Décédé le 7 décembre 1935, l’intellectuel et syndicaliste Tahar Haddad a été avant-gardiste sur la question de l’émancipation de la femme au point d’avoir été voué aux gémonies par ses pairs masculins. Tout juste 80 ans plus tard, la Tunisie lui rend hommage avec de nombreuses manifestations. Retour sur un personnage hors du commun.
Qui est Tahar Haddad ?
Natif du Jerid (Sud) en 1899, Tahar Haddad a effectué des études classiques à la Mosquée de la Zitouna à Tunis. Il est célèbre pour être allé au-delà du courant réformiste en proposant une lecture moderne de l’islam et en faisant des propositions sociales portant notamment sur la condition de la femme.
Il démontre dans son œuvre, et notamment en 1930 dans La femme tunisienne devant la loi et la société, que rien ne s’oppose dans la charia à l’accès des femmes à l’éducation, à des droits plus larges, aux libertés individuelles et à la participation à la vie publique. Il sera aussitôt condamné par les conservateurs qui lanceront une campagne de dénigrement tellement virulente que Haddad se mettra en retrait de la vie publique. Il mourra finalement d’une tuberculose dans le dénuement et l’isolement le plus complet.
L’inspirateur du Code du Statut Personnel (CSP)
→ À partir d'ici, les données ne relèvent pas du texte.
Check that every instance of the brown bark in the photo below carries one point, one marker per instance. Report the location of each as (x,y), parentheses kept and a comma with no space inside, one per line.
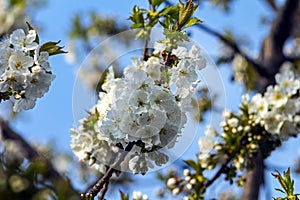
(59,182)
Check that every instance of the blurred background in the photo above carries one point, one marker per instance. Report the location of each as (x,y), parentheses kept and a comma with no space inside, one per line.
(82,25)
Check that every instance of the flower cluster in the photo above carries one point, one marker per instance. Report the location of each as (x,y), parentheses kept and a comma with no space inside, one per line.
(147,108)
(261,124)
(278,111)
(25,72)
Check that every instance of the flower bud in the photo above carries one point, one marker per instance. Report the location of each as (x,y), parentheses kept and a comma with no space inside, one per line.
(172,182)
(176,191)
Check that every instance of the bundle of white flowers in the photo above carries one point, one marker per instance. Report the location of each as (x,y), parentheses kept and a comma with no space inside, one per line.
(270,118)
(25,72)
(146,108)
(278,110)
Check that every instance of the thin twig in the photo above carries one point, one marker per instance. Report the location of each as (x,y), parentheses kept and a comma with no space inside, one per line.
(103,191)
(6,133)
(99,186)
(218,174)
(272,4)
(232,44)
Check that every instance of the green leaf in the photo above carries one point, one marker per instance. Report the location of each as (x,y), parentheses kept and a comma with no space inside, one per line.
(280,190)
(192,22)
(52,48)
(191,163)
(37,39)
(172,11)
(185,12)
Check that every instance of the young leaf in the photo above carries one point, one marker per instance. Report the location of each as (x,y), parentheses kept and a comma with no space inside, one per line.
(156,2)
(52,48)
(123,196)
(192,164)
(192,21)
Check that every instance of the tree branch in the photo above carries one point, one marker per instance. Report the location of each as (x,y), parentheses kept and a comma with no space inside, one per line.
(32,155)
(232,44)
(272,4)
(102,184)
(282,26)
(218,174)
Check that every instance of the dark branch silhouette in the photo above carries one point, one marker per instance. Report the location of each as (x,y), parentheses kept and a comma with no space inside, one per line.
(32,155)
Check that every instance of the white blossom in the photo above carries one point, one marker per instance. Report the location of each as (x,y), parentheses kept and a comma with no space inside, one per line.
(24,70)
(141,107)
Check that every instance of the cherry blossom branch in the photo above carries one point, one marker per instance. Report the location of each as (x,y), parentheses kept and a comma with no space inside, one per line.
(102,184)
(32,154)
(272,5)
(218,174)
(233,45)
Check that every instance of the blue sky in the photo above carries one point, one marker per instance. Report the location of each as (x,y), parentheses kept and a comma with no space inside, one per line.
(52,117)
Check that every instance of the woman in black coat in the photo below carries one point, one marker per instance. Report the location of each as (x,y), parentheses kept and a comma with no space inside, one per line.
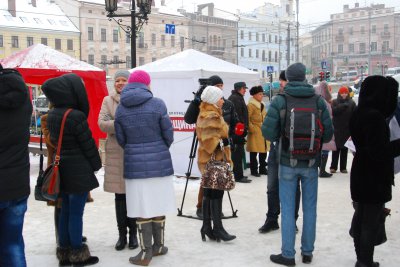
(372,171)
(342,109)
(79,160)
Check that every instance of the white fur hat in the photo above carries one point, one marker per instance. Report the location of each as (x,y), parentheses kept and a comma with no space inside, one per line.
(211,94)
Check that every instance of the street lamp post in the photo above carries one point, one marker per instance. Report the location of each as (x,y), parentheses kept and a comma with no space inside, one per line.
(144,9)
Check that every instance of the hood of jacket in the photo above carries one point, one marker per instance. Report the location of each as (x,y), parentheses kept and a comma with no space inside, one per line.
(299,89)
(67,91)
(135,94)
(13,91)
(380,93)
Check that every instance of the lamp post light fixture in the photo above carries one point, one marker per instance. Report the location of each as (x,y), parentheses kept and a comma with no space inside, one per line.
(144,9)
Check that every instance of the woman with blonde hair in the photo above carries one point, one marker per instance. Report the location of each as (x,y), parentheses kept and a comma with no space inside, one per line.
(211,129)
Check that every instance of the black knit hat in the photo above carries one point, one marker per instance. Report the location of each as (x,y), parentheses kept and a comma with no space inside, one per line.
(256,89)
(215,79)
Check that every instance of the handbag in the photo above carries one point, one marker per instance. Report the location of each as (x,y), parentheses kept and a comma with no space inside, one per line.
(39,181)
(218,174)
(51,176)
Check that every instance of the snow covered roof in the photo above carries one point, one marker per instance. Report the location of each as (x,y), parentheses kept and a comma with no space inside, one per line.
(43,57)
(45,16)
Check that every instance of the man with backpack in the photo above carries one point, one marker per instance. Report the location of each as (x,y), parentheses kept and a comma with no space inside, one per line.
(300,122)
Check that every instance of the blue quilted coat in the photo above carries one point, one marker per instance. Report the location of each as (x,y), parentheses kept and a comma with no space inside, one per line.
(144,130)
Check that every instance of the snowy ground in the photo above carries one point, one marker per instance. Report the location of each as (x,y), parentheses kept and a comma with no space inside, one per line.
(333,246)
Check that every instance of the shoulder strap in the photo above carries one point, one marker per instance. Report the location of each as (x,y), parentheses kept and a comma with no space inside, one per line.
(57,157)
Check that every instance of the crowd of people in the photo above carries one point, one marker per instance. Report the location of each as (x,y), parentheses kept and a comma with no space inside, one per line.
(139,170)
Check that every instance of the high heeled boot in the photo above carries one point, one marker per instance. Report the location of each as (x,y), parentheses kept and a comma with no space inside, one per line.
(122,223)
(133,243)
(206,229)
(219,231)
(145,229)
(158,237)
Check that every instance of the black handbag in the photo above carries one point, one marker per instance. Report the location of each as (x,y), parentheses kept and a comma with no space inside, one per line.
(39,181)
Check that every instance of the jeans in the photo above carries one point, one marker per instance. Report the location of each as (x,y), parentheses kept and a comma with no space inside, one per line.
(12,247)
(288,179)
(273,188)
(71,220)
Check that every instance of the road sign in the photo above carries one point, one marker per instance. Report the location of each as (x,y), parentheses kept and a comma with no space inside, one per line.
(323,65)
(170,28)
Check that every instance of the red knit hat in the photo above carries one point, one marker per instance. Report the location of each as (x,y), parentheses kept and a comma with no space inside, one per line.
(343,90)
(139,76)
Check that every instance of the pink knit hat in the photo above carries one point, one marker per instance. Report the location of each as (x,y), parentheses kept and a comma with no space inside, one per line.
(139,76)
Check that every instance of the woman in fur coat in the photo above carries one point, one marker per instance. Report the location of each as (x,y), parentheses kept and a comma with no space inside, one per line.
(113,177)
(256,143)
(210,129)
(372,171)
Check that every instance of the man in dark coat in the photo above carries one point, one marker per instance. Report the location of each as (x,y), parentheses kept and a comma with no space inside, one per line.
(372,171)
(15,115)
(237,98)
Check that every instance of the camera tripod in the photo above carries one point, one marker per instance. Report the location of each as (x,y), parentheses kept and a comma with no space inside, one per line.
(192,156)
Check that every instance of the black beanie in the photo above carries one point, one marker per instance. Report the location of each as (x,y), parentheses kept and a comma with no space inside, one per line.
(256,89)
(215,79)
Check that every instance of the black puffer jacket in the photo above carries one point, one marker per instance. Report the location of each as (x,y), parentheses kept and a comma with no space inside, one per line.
(79,154)
(15,117)
(372,171)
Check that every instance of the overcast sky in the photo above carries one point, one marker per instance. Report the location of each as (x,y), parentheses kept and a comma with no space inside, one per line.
(311,11)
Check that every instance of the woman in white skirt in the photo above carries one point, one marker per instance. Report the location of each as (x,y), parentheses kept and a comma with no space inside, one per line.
(144,130)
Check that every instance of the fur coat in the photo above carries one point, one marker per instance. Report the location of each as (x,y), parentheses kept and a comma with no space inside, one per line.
(114,164)
(255,141)
(210,128)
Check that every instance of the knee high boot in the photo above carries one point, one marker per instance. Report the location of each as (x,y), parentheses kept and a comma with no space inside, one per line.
(219,231)
(206,229)
(133,243)
(144,257)
(122,223)
(322,172)
(158,237)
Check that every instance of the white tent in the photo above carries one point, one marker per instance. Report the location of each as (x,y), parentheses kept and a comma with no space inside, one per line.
(175,78)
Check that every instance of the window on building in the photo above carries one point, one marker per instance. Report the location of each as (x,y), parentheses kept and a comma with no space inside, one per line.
(351,48)
(14,42)
(374,46)
(340,48)
(115,35)
(141,61)
(116,61)
(91,59)
(162,40)
(128,63)
(57,44)
(172,41)
(362,48)
(29,41)
(90,33)
(70,44)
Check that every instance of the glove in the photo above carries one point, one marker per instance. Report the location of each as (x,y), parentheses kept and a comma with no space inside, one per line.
(239,129)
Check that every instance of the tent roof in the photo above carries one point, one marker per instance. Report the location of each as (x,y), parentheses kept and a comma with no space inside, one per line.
(193,61)
(39,56)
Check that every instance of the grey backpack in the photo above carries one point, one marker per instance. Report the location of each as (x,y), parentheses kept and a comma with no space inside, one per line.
(302,128)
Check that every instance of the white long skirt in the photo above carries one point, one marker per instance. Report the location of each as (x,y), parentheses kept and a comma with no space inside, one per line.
(150,197)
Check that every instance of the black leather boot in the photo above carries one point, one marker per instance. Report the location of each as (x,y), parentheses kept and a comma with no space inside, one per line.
(322,172)
(122,222)
(206,229)
(133,243)
(219,231)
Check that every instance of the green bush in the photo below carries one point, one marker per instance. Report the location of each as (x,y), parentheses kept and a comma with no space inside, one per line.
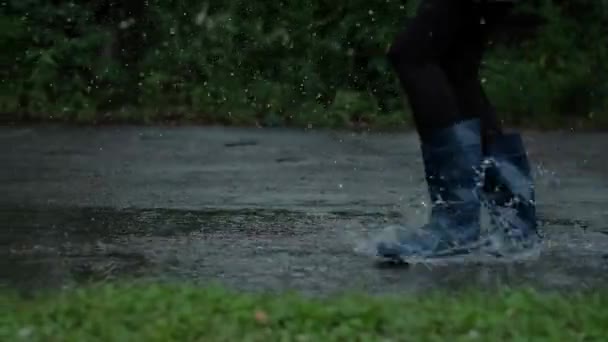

En 1956, la pensée de Haddad sera à la base du « Code du Statut Personnel » (CSP) qui donne aux Tunisiennes des droits assez exceptionnels dans le monde arabe. Sans reprendre le modèle européen et en se basant sur la charia, les femmes sont désormais libres de choisir leur conjoint, de voter, d’entamer des études et d’être citoyennes à part entière. Bourguiba met à profit les textes de Haddad pour s’imposer comme le père de l’émancipation de la femme tunisienne mais, dans la réalité, il bénéficie d’un travail effectué en amont avec les oulémas de la Zitouna par Tahar Ben Ammar, homme politique et Premier ministre jusqu’en 1956.
La tradition féministe s’étiole-t-elle en Tunisie ?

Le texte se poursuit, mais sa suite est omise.